White River Amphitheatre is a Live Nation–managed concert venue, located 8 mi east of Auburn, Washington, and 7 mi west of Enumclaw, Washington, on the Muckleshoot Indian Reservation. It is 22 mi northeast of Tacoma and 36 mi southeast of Seattle. The capacity is 16,000, with 9,000 covered seats. Completed in 2003, the 98-acre (40 ha) project cost more than $30 million and hosts musical events under an acoustically treated metal roof; it features two 30-by-40-foot (9x12 m) video screens on either side of the stage.

==History==
White River Amphitheater opened on June 14, 2003. Hometown stars Heart were the opening act. Although ground had been broken eight years earlier, the project was delayed due to the environmental impact statement and traffic concerns.

The Army Corps of Engineers signed off on construction in September 2002. In February 2003, the Washington State Department of Transportation "issued a permit allowing access from crowded, two-lane state Route 164."

When it opened, the venue was operated by the Muckleshoot Indian Tribe, Clear Channel Entertainment and Bill Graham Presents. Today it is operated by Live Nation; they reduced capacity from 20,000 to 16,000 in 2015. To mitigate traffic, the venue used to offer shuttles to and from the Auburn Super Mall, which was renamed The Outlet Collection Seattle for some concerts. As of 2025 shuttles are no longer offered for any concert according to the FAQ.

==Notable concerts==
Jimmy Buffett released a CD of his September 16, 2003, performance, called Live in Auburn, WA.

Heavy metal band Iron Maiden has also performed here on their last few tours including Eddie Rips Up The World Tour, The Somewhere Back In Time World Tour, and The Final Frontier World Tour. During the show on June 22, 2010, Frontman Bruce Dickinson stated that the pit was the only one at 100% capacity on the tour so far.
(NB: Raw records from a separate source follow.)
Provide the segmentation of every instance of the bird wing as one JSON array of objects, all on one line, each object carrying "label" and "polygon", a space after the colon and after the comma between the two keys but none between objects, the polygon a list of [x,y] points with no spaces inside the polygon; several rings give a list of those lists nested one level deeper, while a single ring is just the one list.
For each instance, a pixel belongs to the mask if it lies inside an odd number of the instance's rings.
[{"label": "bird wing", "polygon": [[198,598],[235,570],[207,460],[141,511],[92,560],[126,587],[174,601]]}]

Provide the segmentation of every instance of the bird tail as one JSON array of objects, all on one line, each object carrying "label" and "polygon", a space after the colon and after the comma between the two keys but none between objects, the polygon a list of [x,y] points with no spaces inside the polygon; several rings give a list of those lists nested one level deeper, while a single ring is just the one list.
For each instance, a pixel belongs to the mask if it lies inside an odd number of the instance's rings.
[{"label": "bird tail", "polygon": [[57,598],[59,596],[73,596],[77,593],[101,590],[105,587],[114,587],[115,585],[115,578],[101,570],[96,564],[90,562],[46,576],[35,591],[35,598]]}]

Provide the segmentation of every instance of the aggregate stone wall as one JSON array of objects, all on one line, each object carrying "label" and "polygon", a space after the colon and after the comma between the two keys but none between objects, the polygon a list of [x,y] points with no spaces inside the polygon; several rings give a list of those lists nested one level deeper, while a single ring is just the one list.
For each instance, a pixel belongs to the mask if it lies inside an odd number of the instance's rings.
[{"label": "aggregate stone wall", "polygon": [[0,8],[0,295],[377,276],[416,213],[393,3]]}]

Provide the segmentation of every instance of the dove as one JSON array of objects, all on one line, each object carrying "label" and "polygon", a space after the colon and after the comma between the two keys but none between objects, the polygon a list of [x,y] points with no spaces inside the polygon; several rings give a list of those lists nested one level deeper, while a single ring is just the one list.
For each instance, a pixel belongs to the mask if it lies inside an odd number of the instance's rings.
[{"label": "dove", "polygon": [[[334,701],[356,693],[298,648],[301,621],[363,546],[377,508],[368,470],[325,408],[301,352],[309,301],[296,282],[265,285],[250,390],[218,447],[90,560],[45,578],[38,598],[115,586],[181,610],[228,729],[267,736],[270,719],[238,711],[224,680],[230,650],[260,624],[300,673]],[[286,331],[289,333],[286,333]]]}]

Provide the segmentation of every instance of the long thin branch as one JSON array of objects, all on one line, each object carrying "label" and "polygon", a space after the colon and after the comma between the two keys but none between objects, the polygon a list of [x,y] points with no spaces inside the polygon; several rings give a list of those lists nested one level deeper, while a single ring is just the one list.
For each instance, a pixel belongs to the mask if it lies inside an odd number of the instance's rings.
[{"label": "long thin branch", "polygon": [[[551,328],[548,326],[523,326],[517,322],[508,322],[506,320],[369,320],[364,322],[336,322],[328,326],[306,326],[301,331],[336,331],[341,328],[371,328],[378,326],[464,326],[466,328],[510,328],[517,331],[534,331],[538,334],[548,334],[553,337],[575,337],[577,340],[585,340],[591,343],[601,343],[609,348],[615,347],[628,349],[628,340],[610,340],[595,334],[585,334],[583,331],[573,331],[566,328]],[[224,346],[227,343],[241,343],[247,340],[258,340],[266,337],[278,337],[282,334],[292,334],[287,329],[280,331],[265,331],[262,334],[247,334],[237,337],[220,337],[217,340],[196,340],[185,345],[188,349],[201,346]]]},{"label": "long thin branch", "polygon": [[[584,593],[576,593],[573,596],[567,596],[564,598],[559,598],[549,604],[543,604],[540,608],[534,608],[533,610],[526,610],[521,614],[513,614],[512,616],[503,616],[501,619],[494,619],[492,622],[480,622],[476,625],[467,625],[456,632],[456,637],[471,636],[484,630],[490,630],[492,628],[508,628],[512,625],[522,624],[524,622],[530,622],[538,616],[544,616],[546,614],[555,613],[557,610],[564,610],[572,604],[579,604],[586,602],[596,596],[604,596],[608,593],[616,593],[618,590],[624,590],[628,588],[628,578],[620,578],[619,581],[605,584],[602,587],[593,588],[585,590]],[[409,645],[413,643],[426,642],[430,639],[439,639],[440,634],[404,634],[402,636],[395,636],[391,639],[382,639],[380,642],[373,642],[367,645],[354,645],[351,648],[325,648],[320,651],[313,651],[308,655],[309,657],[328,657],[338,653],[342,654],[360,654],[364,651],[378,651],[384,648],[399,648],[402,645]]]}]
Iron Maiden performed here during their Maiden England World Tour on July 30, 2012.

Sting performed during his “Symphonicities” Tour on June 6, 2010, along with the Royal Philharmonic Orchestra. Rancid performed on September 2, 2011.

AJR performed at the amphitheatre on June 14, 2022, on their tour supporting their album "OK Orchestra".

The amphitheatre has played host to music festivals, including Crüe Fest and Crüe Fest 2, Farm Aid, The Gigantour, The Mayhem Festival, Projekt Revolution, Ozzfest, and The Uproar Festival. Since 2010, the KISW “Pain in the Grass” festival has been held here. The venue hosted the Vans Warped Tour for five years straight, from 2012 and through 2016.